To answer that question, we have to look at what the transistor replaced—it wasn’t the only device that could amplify current.
Before its dominance, electronics relied on vacuum tubes: bulbs, typically made of glass, that held charged plates inside an airless interior. Vacuum tubes have a few advantages over transistors. They could generate more power. Decades after the technology became obsolete, some audiophiles swore that vacuum tube music players sounded better than their transistor counterparts.
But vacuum tubes are very bulky and delicate (they tend to burn out quickly, just like incandescent light bulbs). Moreover, they often need time to “warm up,” making vacuum tube gadgets a bit like creaky old radiators.
The transistor seemed to be a convenient replacement. “The inventors of the transistors themselves believed that the transistor might be used in some special instruments and possibly in military radio equipment,” says Ravi Todi, current president of the IEEE Electron Devices Society.
The earliest transistor gadget to hit the market was a hearing aid released in 1953. Soon after came the transistor radio, which became emblematic of the 1960s. Portable vacuum tube radios did exist, but without the transistor, handheld radios likely wouldn’t have become the ubiquitous device that kick-started the ability to listen to music out and about.
Civil rights activist Martin Luther King Jr listens to a transistor radio during the third march from Selma to Montgomery, Alabama, in 1965. Image Credit:William Lovelace/Daily Express/Hulton Archive/Getty Images
But even in the early years of the transistor era, these devices started to skyrocket in number—and in some cases, literally. The Apollo program’s onboard computer, which helped astronauts orient their ship through maneuvers in space, was built with transistors. Without it, engineers would either have had to fit a bulky vacuum tube device onto a cramped spacecraft, or astronauts would have had to rely on tedious commands from the ground.
Transistors had already begun revolutionizing computers themselves. A computer built just before the start of the transistor era—ENIAC, designed to conduct research for the US military—used 18,000 vacuum tubes and filled up a space the size of a ballroom.

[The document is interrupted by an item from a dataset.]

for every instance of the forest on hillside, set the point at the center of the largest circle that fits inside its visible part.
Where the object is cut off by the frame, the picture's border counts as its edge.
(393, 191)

Vacuum tube computers squeezed into smaller rooms over time. Even then, 1951’s UNIVAC I cost over a million dollars (not accounting for inflation), and its customers were large businesses or data-heavy government agencies like the Census Bureau. It wouldn’t be until the 1970s and 1980s when personal computers, powered by transistors, started to enter middle-class homes.
Without transistors, we might live in a world where a computer is something you’d use at work—not at home. Forget smartphones, handheld navigation, flatscreen displays, electronic timing screens in train stations, or even humble digital watches. All of those need transistors to work.
“The transistor is fundamental for all modern technology, including telecommunications, data communications, aviation, and audio and video recording equipment,” says Todi.
What do the next 75 years of transistor technologies look like?
It’s hard to deny that the world of 2022 looks vastly different from the world of 1947, largely thanks to transistors. So what should we expect from transistors 75 years in the future, in the world of 2097?
It’s hard to say with any amount of certainty. Almost all transistors today are made with silicon—how Silicon Valley got its name. But how long will that last?
[Related: The trick to a more powerful computer chip? Going vertical.]
Silicon transistors are now small enough that engineers aren’t sure how much smaller they can get, indicating Moore’s law may have a finite end. And energy-conscious researchers want to make computer chips that use less power, partly in hopes of reducing the carbon footprint from data centers and other large facilities.
A growing number of researchers are thinking up alternatives to silicon. They’re thinking of computer chips that harness weird quantum effects and tiny bits of magnets. They’re looking at alternative materials like germanium to exotic forms of carbon. Which of these, if any, may one day replace the silicon transistor? That isn’t certain yet.
“No one technology can meet all needs,” says Saxena. And it’s very possible that the defining technology of the 2090s hasn’t been invented yet.